Zweifelhafte Legitimationen

Serien wie «Mindhunter» legitimieren sich als lehrreiche Geschichten über das beschädigte soziale Gefüge einer Kultur. Gerade die Figur des genialen Forensikers, der die Psyche des Täters wie einen komplizierten Text entschlüsselt, dient dazu, die Erzählung aufzuwerten. Dem Publikum bietet sich so die Möglichkeit, sich eben nicht als «Grusel-Touristen» wahrnehmen zu müssen: Indem wir uns mit der Forensikerin identifizieren, werden wir selbst zu Erforscher:innen einer beschädigten Seele.

Die wiedererkennbare Ästhetik des Quality-TV legitimiert zusätzlich den Anspruch, wonach es sich um mehr als nur eine unterhaltsame Horrorshow handle. Die ölige Ernsthaftigkeit, mit der «Dahmer» erzählt wird, die hohen Produktionswerte und die forcierte Langsamkeit: All das soll darüber hinwegtäuschen, dass wir es hier letztlich mit Murderabilia mit Quality-TV-Beleuchtung zu tun haben. Dazu kommt der Versuch, die Opfer mehr in den Mittelpunkt zu rücken und auch strukturelle Probleme zu thematisieren wie die Tatsache, dass Jeffrey Dahmer auch deswegen so lange morden konnte, weil seine Opfer queer und Schwarz waren.
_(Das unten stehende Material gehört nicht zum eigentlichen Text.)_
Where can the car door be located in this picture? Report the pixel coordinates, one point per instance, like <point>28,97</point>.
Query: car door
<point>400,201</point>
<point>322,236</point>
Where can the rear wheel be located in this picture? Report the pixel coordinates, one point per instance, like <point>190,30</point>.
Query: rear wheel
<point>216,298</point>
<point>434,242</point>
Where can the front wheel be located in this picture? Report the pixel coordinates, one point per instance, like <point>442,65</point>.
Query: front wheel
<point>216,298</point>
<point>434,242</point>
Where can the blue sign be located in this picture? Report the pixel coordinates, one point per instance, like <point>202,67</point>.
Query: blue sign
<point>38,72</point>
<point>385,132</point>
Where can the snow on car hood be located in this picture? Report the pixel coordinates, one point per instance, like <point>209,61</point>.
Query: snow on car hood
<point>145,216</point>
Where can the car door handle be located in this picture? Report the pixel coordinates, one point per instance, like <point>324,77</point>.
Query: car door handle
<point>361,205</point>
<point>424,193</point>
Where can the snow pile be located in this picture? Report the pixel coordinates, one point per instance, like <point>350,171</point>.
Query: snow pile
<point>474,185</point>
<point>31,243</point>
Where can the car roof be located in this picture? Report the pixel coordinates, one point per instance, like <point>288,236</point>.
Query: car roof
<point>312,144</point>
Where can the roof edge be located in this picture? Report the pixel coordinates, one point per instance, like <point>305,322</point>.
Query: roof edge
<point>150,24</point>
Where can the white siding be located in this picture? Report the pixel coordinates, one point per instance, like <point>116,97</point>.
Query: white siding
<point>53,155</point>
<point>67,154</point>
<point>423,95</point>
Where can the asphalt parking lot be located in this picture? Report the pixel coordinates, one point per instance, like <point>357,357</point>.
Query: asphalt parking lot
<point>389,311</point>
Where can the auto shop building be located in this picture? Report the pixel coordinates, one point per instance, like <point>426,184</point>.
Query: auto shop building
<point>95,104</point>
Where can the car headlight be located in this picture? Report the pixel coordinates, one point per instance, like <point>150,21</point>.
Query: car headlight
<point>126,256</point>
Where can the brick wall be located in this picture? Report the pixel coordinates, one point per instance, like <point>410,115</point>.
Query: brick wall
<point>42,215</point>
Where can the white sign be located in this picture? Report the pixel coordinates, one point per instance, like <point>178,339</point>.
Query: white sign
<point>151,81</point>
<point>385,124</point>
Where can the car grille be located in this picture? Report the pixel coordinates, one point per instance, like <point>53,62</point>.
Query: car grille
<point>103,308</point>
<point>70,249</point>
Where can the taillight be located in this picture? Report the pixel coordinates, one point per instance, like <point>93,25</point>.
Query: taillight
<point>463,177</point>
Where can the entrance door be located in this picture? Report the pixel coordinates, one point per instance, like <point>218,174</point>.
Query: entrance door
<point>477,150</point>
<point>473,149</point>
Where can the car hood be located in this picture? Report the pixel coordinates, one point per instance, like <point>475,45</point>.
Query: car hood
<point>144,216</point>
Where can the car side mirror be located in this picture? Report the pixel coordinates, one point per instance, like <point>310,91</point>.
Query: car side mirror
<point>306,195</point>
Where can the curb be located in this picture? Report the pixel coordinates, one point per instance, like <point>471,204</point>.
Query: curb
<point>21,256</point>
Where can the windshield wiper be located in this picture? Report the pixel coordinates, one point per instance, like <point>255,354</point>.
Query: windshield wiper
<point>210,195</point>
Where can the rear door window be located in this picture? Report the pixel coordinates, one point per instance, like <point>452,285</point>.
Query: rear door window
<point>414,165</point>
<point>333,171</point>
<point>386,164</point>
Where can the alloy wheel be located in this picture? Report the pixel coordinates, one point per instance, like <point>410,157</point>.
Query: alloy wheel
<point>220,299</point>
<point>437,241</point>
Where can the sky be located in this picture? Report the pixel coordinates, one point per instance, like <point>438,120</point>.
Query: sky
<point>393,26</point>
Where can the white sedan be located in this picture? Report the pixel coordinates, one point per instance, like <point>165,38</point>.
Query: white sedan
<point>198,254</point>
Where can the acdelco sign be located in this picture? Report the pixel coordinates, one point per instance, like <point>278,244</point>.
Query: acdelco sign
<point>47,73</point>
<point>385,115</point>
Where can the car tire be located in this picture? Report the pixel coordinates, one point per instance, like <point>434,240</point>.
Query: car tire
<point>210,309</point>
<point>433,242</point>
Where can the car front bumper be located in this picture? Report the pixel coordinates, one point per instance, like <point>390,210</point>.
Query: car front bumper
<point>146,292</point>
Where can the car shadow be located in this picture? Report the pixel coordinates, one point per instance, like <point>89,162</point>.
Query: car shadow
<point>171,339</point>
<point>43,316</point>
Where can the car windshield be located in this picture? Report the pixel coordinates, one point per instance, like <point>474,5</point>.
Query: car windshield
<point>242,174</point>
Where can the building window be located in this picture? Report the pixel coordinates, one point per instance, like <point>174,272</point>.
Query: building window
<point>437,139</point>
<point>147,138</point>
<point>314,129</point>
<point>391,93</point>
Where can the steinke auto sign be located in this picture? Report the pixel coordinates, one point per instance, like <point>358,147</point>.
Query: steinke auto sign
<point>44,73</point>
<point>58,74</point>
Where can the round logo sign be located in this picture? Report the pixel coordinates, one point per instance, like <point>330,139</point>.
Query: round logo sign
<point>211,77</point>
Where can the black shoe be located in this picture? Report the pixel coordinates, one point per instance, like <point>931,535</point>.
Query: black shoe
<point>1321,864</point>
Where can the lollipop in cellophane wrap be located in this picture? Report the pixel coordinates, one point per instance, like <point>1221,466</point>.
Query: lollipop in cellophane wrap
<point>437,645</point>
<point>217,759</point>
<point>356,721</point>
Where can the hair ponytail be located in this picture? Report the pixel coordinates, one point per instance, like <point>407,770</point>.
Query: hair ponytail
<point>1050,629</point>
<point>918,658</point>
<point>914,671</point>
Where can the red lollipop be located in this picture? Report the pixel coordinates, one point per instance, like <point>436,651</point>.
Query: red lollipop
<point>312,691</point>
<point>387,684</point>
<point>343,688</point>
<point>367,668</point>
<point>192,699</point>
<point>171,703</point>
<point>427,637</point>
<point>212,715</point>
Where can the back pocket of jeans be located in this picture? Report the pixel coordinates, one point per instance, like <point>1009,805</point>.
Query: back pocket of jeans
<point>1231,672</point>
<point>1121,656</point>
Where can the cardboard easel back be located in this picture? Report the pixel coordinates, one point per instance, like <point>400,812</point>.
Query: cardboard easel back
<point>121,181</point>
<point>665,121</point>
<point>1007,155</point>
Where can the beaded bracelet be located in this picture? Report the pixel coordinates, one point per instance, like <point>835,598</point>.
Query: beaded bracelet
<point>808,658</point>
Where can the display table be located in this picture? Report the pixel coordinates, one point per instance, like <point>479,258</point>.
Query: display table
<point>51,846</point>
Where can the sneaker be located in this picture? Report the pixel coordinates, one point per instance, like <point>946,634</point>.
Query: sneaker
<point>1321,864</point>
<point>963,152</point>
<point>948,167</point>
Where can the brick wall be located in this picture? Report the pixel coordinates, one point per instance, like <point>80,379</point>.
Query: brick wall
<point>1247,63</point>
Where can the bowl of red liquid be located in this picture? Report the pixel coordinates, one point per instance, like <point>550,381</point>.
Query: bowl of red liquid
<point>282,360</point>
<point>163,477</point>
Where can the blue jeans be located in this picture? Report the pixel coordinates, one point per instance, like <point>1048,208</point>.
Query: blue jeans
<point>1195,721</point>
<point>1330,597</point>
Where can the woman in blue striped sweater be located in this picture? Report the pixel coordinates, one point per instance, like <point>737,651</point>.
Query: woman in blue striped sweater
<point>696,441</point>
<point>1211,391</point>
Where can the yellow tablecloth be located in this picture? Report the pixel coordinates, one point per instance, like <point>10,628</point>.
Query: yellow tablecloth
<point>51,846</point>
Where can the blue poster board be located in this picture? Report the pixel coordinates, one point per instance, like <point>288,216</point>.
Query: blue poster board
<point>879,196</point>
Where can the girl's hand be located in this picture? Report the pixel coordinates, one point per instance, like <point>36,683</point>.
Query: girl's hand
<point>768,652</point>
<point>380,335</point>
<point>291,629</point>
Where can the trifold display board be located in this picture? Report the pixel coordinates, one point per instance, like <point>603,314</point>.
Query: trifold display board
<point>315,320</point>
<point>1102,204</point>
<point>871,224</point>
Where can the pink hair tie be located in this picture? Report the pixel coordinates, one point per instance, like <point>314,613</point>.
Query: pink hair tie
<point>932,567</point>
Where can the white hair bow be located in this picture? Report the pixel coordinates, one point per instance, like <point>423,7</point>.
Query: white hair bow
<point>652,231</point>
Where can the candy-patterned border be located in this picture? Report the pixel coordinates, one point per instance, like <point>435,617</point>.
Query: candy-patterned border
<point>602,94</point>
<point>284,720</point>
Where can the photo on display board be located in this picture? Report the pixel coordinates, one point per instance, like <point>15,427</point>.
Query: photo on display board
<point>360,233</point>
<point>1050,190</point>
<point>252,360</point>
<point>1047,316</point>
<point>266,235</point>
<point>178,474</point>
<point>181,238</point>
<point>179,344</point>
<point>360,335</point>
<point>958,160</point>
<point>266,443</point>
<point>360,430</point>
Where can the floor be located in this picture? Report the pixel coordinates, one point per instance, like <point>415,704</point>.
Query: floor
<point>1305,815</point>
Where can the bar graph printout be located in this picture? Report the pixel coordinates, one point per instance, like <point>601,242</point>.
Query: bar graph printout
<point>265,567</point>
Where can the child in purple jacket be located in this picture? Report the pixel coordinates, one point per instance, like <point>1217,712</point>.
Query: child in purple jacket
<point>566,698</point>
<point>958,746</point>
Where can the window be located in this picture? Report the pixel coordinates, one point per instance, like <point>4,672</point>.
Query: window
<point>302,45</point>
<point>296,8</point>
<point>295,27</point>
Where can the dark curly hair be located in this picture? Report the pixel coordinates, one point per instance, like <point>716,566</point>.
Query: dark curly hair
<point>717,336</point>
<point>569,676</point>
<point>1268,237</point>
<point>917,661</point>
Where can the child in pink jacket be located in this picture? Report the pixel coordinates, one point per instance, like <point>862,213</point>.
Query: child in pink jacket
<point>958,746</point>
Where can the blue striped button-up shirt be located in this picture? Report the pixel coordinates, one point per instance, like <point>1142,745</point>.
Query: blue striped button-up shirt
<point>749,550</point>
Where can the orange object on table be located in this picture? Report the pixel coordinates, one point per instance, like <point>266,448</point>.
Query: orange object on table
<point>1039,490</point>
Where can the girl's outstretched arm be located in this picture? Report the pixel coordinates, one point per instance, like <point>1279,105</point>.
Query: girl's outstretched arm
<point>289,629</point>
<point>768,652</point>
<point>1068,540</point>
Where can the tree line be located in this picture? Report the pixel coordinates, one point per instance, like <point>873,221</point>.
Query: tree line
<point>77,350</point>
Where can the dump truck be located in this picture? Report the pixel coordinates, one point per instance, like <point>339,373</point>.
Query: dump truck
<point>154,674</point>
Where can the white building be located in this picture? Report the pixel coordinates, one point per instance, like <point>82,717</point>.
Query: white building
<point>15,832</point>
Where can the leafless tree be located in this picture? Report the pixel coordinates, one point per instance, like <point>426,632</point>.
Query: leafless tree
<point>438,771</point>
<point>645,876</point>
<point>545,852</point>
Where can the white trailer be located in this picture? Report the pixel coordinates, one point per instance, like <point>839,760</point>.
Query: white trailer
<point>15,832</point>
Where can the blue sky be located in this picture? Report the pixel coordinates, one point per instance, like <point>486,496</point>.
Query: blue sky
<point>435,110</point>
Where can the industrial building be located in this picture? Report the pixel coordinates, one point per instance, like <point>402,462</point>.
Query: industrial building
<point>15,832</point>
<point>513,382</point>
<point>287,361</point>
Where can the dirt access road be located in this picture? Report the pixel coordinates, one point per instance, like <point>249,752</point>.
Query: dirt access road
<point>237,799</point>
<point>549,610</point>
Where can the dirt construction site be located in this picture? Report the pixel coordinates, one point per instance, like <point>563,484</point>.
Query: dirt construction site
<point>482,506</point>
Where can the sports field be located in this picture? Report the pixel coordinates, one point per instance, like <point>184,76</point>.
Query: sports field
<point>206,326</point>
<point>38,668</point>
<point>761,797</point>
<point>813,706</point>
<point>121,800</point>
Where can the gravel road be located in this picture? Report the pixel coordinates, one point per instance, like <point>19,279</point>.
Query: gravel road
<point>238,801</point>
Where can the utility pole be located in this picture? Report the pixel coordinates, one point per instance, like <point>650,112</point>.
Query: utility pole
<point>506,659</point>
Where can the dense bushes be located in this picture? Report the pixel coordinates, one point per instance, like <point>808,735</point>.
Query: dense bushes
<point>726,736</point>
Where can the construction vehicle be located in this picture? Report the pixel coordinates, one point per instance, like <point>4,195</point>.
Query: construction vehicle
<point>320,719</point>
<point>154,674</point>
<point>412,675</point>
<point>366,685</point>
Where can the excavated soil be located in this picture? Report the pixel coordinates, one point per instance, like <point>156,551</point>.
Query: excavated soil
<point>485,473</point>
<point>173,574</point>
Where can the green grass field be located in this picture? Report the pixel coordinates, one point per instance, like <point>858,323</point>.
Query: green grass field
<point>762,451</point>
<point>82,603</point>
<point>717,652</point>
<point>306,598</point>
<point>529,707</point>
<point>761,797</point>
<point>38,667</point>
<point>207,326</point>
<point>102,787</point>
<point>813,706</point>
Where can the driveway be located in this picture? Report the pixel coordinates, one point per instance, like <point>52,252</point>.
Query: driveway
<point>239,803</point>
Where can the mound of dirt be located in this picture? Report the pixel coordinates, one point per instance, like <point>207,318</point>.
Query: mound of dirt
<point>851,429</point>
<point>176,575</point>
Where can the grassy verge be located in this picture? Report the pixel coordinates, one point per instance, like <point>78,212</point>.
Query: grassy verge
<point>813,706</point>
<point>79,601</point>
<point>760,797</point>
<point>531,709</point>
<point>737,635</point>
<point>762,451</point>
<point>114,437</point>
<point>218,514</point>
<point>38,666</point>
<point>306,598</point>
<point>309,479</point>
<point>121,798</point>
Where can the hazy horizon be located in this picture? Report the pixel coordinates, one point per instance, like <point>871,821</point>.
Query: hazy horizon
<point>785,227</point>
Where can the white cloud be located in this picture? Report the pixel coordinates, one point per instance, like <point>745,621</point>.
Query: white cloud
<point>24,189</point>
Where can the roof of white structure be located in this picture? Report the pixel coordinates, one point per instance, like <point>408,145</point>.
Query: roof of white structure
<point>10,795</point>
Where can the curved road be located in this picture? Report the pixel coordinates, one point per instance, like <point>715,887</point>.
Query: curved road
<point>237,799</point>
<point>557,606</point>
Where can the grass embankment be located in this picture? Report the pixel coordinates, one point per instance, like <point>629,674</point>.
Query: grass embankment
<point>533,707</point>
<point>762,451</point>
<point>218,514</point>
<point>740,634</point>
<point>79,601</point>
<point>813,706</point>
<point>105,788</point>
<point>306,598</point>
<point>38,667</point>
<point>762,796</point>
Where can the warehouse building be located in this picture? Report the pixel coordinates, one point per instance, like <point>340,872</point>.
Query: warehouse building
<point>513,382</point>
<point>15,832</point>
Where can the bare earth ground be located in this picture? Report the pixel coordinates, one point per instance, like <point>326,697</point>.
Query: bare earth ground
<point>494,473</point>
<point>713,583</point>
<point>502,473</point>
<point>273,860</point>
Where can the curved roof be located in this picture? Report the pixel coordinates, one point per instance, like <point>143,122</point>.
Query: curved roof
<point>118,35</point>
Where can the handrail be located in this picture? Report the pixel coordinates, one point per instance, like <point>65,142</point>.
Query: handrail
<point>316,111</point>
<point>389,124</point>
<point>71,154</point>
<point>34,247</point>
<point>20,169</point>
Das kann aber nicht darüber hinwegtäuschen, dass der Anlass des Erzählens immer das Monster bleibt. Serienkiller sind einfach keine guten Vorlagen für strukturelle Analyse und Kritik. Dafür sind sie viel zu spezifisch in ihren Pathologien, viel zu selten in ihrem Täterprofil und viel zu spektakulär in ihren Taten. Etwas Allgemeines, was über sie hinausweisen würde, lässt sich schwer erzählen.

Gerade diese Aspekte aber sind es, die diese Figuren so attraktiv machen. Von einer spannenden Erzählung erwarten wir sehr individuelle Charaktere und sehr konkrete spektakuläre Ereignisse. Unser narrativer Hedonismus steht oft im Widerspruch zu den moralischen und didaktischen Ansprüchen, die offiziell an das Erzählen gestellt werden. Wenn wir neue, bessere Geschichten wollen, dann wäre es hilfreich, diesen Widerspruch offenzulegen. Im Vergleich dazu hat der amoralische Hedonismus, der auf den Marktplätzen für Murderabilia zu beobachten ist, einen Vorteil: Er ist zumindest ehrlich.